The Inverted Pyramid of Doom

The 3-2-1 model of system architecture is extremely common today and almost always exactly the opposite of what a business needs or even wants if they were to take the time to write down their business goals rather than approaching an architecture from a technology first perspective. Designing a solution requires starting with business requirements, otherwise we not only risk the architecture being inappropriately designed for the business but rather expect it.

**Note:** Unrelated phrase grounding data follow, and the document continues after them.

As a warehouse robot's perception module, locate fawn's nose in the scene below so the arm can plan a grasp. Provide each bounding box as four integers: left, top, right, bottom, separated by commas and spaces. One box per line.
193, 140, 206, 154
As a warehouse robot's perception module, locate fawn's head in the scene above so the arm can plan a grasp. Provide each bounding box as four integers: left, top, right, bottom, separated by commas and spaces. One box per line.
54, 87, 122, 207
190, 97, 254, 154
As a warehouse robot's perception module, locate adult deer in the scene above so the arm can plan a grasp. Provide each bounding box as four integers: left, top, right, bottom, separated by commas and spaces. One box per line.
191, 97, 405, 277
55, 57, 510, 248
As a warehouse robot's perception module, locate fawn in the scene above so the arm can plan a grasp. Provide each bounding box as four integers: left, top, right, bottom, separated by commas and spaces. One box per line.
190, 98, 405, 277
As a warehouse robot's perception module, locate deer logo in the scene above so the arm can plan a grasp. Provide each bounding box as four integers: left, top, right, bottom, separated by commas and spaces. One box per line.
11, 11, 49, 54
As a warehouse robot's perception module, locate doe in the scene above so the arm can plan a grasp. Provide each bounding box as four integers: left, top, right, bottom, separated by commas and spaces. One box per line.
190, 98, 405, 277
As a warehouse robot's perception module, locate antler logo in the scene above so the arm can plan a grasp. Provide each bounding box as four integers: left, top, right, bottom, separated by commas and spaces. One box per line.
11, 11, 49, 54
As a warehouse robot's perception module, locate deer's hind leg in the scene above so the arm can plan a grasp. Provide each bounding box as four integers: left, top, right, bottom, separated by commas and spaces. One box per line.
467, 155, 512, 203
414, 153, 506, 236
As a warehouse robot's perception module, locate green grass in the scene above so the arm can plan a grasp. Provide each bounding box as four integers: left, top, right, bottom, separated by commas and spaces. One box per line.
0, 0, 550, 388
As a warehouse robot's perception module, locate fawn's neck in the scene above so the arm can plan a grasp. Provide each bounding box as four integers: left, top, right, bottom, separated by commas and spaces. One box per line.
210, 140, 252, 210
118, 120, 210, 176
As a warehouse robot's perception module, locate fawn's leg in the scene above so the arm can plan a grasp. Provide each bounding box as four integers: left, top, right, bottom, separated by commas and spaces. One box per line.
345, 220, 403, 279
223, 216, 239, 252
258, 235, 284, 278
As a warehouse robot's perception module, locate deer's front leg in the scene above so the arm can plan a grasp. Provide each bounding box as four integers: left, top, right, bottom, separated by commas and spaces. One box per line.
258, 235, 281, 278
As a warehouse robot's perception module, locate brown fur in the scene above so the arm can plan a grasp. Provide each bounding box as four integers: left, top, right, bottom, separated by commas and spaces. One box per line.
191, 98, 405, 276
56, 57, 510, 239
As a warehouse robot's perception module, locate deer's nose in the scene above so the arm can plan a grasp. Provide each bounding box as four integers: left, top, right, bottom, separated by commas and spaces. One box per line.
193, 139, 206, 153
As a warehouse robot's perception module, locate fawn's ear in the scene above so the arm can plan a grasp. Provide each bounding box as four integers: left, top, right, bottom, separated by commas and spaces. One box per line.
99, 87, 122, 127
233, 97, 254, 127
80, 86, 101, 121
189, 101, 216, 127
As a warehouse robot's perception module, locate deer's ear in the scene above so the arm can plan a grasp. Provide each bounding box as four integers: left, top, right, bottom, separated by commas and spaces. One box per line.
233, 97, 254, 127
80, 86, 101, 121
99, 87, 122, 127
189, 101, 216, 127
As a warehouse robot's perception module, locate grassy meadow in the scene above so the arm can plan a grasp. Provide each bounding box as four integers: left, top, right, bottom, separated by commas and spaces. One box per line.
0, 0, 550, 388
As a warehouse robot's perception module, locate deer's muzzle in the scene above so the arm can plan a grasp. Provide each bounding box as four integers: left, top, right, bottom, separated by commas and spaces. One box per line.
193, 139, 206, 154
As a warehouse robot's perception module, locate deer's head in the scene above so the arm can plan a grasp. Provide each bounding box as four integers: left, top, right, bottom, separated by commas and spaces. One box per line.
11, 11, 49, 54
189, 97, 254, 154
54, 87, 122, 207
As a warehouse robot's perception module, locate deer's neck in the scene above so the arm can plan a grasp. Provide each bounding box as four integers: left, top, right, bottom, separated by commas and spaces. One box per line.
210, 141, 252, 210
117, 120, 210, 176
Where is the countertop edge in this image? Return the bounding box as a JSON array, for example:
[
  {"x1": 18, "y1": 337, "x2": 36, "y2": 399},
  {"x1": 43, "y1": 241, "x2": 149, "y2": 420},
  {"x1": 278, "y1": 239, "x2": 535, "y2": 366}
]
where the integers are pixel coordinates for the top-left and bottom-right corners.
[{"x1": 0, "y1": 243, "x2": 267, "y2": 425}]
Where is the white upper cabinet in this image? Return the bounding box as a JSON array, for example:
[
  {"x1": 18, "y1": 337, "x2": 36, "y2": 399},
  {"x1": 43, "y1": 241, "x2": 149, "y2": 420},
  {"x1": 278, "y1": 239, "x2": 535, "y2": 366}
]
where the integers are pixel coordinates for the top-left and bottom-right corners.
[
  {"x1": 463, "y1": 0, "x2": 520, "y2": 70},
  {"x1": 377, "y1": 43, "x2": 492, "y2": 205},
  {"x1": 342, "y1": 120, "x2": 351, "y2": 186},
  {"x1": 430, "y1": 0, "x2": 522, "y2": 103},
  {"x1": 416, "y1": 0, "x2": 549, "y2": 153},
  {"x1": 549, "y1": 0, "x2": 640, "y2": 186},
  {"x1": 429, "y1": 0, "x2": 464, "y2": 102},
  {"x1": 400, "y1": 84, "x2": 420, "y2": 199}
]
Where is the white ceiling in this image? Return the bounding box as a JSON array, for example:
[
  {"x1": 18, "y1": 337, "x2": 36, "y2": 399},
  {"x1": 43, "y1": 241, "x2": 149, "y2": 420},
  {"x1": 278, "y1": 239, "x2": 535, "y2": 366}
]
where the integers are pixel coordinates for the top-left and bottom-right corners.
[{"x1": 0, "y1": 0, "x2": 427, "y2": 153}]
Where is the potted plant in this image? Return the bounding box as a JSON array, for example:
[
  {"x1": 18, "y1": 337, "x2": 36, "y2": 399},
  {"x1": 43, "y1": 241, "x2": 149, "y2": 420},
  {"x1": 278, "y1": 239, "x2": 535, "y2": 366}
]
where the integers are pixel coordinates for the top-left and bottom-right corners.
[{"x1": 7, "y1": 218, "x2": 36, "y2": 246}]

The name refers to three (this is a soft point, it is often two or more) redundant virtualization host servers connected to two (or potentially more) redundant switches connected to a single storage device, normally a SAN (but DAS or NAS are valid here as well.) It’s an inverted pyramid because the part that matters, the virtualization hosts, depend completely on the network which, in turn, depends completely on the single SAN or alternative storage device. So everything rests on a single point of failure device and all of the protection and redundancy is built more and more on top of that fragile foundation. Unlike a proper pyramid with a wide, stable base and a point on top, this is built with all of the weakness at the bottom. (Often the ‘unicorn farts’ marketing model of “SANs are magic and can’t fail because of dual controllers” comes out here as people try to explain how this isn’t a single point of failure, but it is a single point of failure in every sense.)

So the solution, often called a 3-2-1 design, can also be called the “Inverted Pyramid of Doom” because it is an upside down pyramid that is too fragile to run and extremely expensive for what is delivered. So unlike many other fragile models, it is very costly, not very flexible and not as reliable as simply not doing anything beyond having a single quality server.

There are times that a 3-2-1 makes sense, but mostly these are extreme edge cases where a fragile environment is desired and high levels of shared storage with massive processing capabilities are needed – not things you would see in the SMB world and very rarely elsewhere.

The inverted pyramid looks great to people who are not aware of the entire architecture, such as managers and business people. There are a lot of boxes, a lot of wires, there are software components typically which are labeled “HA” which, to the outside observer, makes it sounds like the entire solution must be highly reliable. Inverted Pyramids are popular because they offer “HA” from a marketing perspective making everything sound wonderful and they keep the overall cost within reason so it seems almost like a miracle – High Availability promises without the traditional costs. The additional “redundancy” of some of the components is great for marketing. As reliability is difficult to measure, business people and technical people alike often resort to speaking of redundancy instead of reliability as it is easy to see redundancy. The inverted pyramid speaks well to these people as it provides redundancy without reliability. The redundancy is not where it matters most. It is absolutely critical to remember that redundancy is not a check box nor is redundancy a goal, it is a tool to use to obtain reliability improvements. Improper redundancy has no value. What good is a car with a redundant steering wheel in the trunk? What good is a redundant aircraft if you die when the first one crashes? What good is a redundant sever if your business is down and data lost when the single SAN went up in smoke?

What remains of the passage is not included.